North Cops Blow All Credibility

Posted By: March 29, 2013

Irish Voice. October 9, 2002
Editorial/ Periscope

By NiallO’Dowd

FATHER Sean McManus is a man to be reckoned with when it comes to advocating causes. His espousal of the MacBride Principles back in the 1980s caused fits for the British government and forced compliance by many huge American corporations.

He also ensured that no U.S. weapons went to the RUC at a time when that police force had one of the worst reputations in the world for shoot to kill tactics.

McManus has also been a constant watchdog in Washington on Irish affairs and has been hugely successful in setting the Irish American agenda over the past 30 years.

This week, in a letter to this newspaper, he writes, “PSNI/RUC must go will now be the call of Irish Americans.” It is a very significant statement.

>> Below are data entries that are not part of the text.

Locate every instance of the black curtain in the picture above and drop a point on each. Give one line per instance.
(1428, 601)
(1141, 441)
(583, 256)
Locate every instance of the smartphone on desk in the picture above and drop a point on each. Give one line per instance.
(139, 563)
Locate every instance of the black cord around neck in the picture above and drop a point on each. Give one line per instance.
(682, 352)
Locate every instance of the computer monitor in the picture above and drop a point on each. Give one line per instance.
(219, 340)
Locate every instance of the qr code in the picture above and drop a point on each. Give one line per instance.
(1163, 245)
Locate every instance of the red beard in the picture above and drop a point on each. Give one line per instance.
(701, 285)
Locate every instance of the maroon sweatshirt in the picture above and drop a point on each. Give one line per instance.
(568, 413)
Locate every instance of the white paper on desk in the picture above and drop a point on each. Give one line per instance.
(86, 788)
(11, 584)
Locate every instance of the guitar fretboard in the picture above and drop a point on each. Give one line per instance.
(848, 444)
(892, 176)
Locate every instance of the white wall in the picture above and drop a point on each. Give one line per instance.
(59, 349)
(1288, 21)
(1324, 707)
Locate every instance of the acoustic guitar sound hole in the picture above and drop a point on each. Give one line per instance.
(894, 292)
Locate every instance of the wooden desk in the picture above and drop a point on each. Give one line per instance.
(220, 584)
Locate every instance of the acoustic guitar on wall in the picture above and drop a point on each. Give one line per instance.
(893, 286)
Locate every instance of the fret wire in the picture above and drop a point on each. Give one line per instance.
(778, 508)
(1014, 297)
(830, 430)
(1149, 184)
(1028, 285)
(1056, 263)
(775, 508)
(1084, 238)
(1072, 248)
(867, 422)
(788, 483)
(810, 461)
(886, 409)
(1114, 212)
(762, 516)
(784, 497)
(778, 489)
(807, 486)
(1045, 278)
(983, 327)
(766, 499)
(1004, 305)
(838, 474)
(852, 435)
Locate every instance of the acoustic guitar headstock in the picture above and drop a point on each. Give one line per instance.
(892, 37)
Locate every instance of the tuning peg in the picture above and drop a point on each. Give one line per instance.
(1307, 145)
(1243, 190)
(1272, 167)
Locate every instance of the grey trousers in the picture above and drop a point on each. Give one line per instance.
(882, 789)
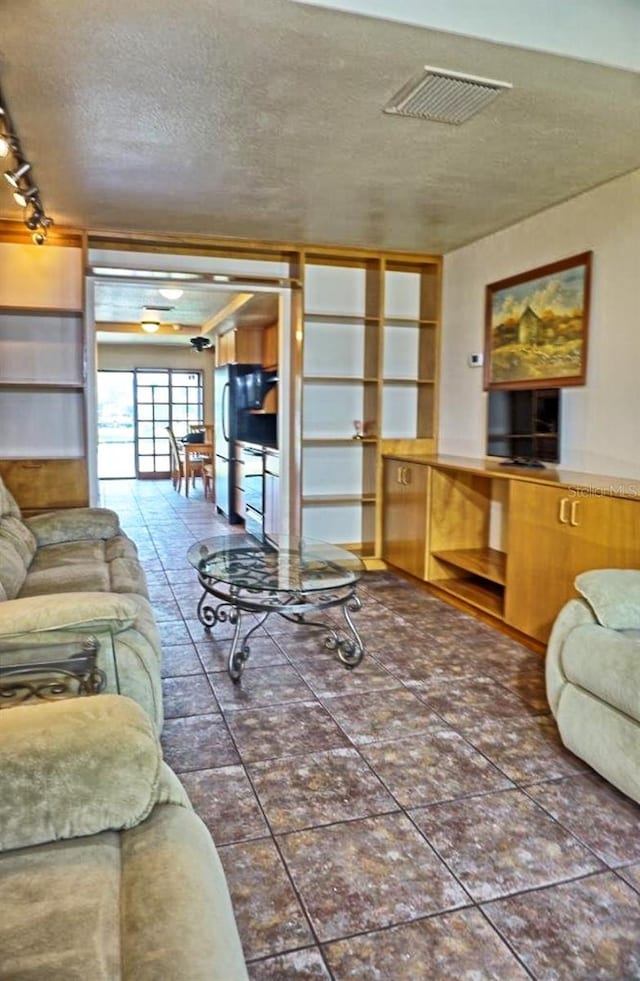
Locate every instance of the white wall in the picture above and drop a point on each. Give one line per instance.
(601, 421)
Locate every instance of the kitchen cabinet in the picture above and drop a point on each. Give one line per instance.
(554, 534)
(43, 381)
(238, 479)
(242, 345)
(505, 542)
(405, 515)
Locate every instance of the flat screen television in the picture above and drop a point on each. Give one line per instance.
(523, 426)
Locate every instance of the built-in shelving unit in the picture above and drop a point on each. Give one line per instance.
(370, 356)
(43, 375)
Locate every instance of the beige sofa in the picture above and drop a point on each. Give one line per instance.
(67, 574)
(105, 871)
(593, 675)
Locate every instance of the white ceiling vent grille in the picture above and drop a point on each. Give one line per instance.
(444, 96)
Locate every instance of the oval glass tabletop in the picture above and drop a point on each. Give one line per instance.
(279, 564)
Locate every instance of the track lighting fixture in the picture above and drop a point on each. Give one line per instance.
(25, 194)
(14, 176)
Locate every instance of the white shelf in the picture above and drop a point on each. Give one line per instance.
(330, 289)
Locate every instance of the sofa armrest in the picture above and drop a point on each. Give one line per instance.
(77, 767)
(573, 614)
(74, 525)
(613, 595)
(92, 612)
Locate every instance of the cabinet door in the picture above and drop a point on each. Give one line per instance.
(248, 345)
(554, 534)
(405, 516)
(271, 503)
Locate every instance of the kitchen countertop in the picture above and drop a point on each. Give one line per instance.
(260, 446)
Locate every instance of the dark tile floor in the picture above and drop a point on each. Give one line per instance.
(416, 818)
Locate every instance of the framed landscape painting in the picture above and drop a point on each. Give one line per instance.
(537, 326)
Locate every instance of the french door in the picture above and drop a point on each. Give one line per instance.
(163, 397)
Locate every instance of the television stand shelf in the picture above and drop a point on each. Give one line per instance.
(551, 525)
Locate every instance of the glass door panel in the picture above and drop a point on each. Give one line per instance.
(116, 425)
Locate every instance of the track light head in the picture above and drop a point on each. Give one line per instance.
(14, 176)
(25, 194)
(200, 343)
(7, 144)
(22, 197)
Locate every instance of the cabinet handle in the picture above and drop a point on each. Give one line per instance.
(562, 512)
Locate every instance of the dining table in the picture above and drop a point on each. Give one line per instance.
(191, 451)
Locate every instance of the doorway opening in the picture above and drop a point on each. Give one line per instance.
(116, 425)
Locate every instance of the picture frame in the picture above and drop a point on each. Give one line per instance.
(537, 326)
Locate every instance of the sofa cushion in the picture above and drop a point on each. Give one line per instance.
(16, 531)
(605, 663)
(614, 596)
(13, 570)
(140, 905)
(90, 611)
(110, 566)
(68, 567)
(77, 767)
(8, 503)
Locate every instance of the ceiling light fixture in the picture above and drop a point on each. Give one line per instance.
(13, 176)
(26, 194)
(200, 343)
(23, 196)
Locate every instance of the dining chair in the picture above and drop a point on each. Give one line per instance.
(176, 460)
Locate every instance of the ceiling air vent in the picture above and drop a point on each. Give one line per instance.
(444, 96)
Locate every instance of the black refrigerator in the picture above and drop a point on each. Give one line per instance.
(231, 393)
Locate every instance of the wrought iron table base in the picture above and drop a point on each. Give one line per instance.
(232, 602)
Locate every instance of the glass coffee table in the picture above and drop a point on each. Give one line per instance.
(293, 578)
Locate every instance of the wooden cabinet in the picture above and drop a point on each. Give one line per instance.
(242, 345)
(42, 484)
(461, 561)
(405, 515)
(554, 534)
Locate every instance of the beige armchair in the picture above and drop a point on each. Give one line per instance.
(593, 675)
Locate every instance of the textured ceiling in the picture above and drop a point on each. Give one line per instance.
(118, 309)
(263, 120)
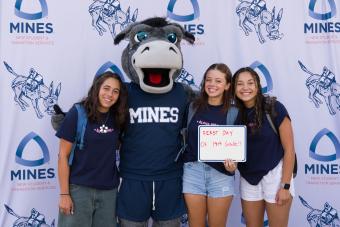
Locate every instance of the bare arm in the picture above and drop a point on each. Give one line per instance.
(287, 141)
(65, 202)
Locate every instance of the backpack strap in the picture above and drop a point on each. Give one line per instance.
(81, 127)
(271, 123)
(270, 120)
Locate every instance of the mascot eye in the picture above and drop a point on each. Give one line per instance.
(140, 36)
(172, 37)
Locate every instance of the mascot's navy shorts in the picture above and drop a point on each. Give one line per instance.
(139, 200)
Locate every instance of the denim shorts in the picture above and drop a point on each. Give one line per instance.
(201, 179)
(92, 208)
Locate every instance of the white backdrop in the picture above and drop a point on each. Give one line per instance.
(50, 51)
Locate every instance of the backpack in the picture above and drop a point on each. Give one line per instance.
(231, 117)
(81, 127)
(270, 120)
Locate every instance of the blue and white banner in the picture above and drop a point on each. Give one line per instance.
(51, 50)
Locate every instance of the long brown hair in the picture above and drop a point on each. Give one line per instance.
(201, 101)
(263, 103)
(91, 103)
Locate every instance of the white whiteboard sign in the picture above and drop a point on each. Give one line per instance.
(219, 142)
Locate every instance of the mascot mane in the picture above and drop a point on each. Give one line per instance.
(153, 58)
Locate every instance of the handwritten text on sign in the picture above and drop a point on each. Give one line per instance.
(220, 142)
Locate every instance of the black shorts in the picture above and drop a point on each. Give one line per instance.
(139, 200)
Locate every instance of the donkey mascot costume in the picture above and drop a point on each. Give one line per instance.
(151, 180)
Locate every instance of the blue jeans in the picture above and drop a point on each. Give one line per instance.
(92, 208)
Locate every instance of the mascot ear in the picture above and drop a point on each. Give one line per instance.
(186, 35)
(123, 34)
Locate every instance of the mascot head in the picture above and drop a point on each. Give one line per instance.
(153, 57)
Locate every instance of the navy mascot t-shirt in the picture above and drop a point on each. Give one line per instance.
(264, 148)
(152, 139)
(95, 165)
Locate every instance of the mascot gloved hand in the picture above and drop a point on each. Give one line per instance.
(151, 183)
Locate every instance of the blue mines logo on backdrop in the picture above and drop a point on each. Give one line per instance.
(324, 26)
(33, 172)
(36, 219)
(325, 151)
(323, 85)
(32, 28)
(32, 88)
(173, 9)
(264, 76)
(327, 216)
(108, 14)
(253, 15)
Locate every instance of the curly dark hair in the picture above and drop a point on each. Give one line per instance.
(201, 102)
(119, 110)
(263, 103)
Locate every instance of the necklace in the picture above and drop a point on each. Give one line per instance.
(104, 128)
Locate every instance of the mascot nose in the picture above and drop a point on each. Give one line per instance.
(157, 54)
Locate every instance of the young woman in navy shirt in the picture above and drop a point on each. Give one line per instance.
(266, 177)
(88, 187)
(208, 187)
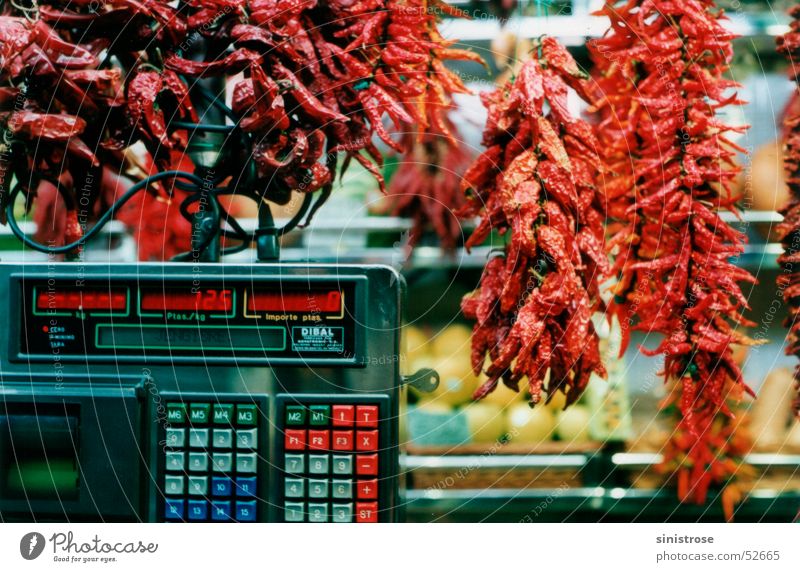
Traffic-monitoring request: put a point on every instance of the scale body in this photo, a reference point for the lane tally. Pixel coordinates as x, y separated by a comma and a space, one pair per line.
200, 392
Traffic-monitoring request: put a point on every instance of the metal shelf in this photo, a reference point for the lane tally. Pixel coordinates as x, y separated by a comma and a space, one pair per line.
757, 460
588, 504
575, 29
503, 462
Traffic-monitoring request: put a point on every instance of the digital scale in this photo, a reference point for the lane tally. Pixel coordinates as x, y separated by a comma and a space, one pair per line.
200, 392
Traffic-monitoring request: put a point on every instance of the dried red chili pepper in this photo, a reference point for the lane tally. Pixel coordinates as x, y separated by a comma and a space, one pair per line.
319, 80
659, 84
789, 229
536, 185
426, 186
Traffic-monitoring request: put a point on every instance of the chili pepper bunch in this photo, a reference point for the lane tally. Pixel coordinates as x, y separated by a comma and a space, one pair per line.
659, 85
426, 186
789, 229
535, 184
59, 112
318, 79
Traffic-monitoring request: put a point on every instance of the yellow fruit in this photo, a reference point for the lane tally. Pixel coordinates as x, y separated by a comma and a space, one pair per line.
433, 407
457, 383
526, 425
558, 402
454, 340
767, 187
486, 422
572, 425
503, 396
415, 344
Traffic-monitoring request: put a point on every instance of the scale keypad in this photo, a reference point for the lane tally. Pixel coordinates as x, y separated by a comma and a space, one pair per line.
331, 462
211, 462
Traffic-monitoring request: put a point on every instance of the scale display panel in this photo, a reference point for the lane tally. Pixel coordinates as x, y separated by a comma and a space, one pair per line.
155, 318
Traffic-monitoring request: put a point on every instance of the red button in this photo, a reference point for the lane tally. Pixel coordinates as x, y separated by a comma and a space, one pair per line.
295, 440
367, 464
367, 416
319, 440
366, 512
366, 440
343, 415
342, 440
367, 489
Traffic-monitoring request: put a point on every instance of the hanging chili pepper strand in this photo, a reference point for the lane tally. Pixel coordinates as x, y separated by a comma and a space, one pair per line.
426, 186
659, 85
66, 110
789, 229
535, 184
320, 78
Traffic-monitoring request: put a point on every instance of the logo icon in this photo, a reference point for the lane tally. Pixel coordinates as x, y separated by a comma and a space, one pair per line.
32, 545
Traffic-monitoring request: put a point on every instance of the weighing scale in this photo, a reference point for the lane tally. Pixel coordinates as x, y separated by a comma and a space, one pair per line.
195, 390
200, 392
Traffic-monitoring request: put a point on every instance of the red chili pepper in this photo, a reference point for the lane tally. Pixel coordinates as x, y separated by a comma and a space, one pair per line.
536, 182
659, 81
789, 229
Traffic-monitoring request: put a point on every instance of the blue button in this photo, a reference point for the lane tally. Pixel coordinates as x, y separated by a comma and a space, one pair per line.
173, 509
198, 510
246, 511
220, 486
220, 510
246, 486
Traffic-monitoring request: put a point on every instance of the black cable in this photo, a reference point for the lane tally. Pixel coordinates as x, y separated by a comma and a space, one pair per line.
101, 222
295, 220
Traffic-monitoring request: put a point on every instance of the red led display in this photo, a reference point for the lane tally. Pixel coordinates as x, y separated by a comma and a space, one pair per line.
311, 302
82, 299
182, 300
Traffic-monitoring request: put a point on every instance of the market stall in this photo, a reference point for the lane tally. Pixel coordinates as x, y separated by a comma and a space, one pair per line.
458, 261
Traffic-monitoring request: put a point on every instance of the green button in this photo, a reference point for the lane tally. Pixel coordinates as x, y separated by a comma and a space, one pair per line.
246, 415
223, 413
320, 414
199, 412
295, 415
176, 413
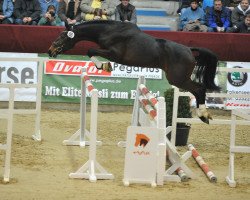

McManus also wrote, “The new beginning to policing promised by Patten clearly has not happened. Rather it appears that the old, sectarian and anti-Catholic RUC never went away, you know.”

McManus, since the first IRA ceasefire in 1994, has been a hugely passionate advocate of the peace process. Despite many misgivings he has supported it to the hilt since then, and has brought many influential Irish Americans around to his point of view.

If you wanted a bellwether of where Irish America stands, McManus, a Fermanagh native, could provide it. That makes his statements this week all the more important.

The Police Service of Northern Ireland (PSNI) launch a storm trooper raid on Sinn Fein offices at Stormont. Huge armored carriers pull up and heavily armed police run up the stairs to the Sinn Fein office.

Is there a riot? Is there a hostage situation? No, they merely want to examine some discs and arrest the Sinn Fein official in charge of the office.

This raid occurs at a time when Loyalist violence is at record levels for the year, a Loyalist feud has resulted in several deaths and Nationalist homes are threatened nightly on the peacelines.

The PSNI have done precious little about that situation. As McManus states, it’s a little like the FBI cracking down on civil rights workers and not the Ku Klux Klan. It seems the PSNI, like the old RUC, will always take a special delight in cracking Nationalist heads and ignoring the worst offender on the other side.

The hijinks by the PSNI must also place in question the role of the young Catholics who joined the organization in good faith, at the urging of the SDLP and the Irish government.

If you want the meaning of the word pressure, it is not what David Trimble is going through, but rather what a young Catholic recruit must be feeling at the moment.

Hired on the basis of equal rights and equal protection, he may soon find himself an outcast in his own community, and worse, a target of militants, as the old RUC has resurfaced with a smilier face.

Consider too the position of the SDLP party, who agreed to join the policing board on the basis that they would have input into major decisions. The run amok behavior last week by the police, which they were obviously powerless to stop, leaves them with a huge credibility gap too.

There was also the beginning of a rapprochement with Sinn Fein and the policing board. Gerry Adams had stated that he would meet the new Chief Constable Hugh Orde, who has won praise in many quarters for his work on previous police collusion investigations in the North. We can kiss goodbye to that meeting happening any time soon.

Even handed policing is at the heart of any peace settlement. While political parties can argue points at Stormont, it is the attitude of the policeman on the street who will color the feelings of tens of thousands of ordinary citizens.

Even during the recent long hot summer, when nightly riots saw Loyalist mobs descend unobstructed on Nationalist enclaves, the tendency was still to give the fledgling police force the benefit of the doubt. It now looks like that was the same as expecting Mississippi or Alabama to end slavery by majority vote.

With the imminent collapse of the power sharing Executive, there are hard questions to be asked about the future of Northern Ireland. None is more important than who will police the police.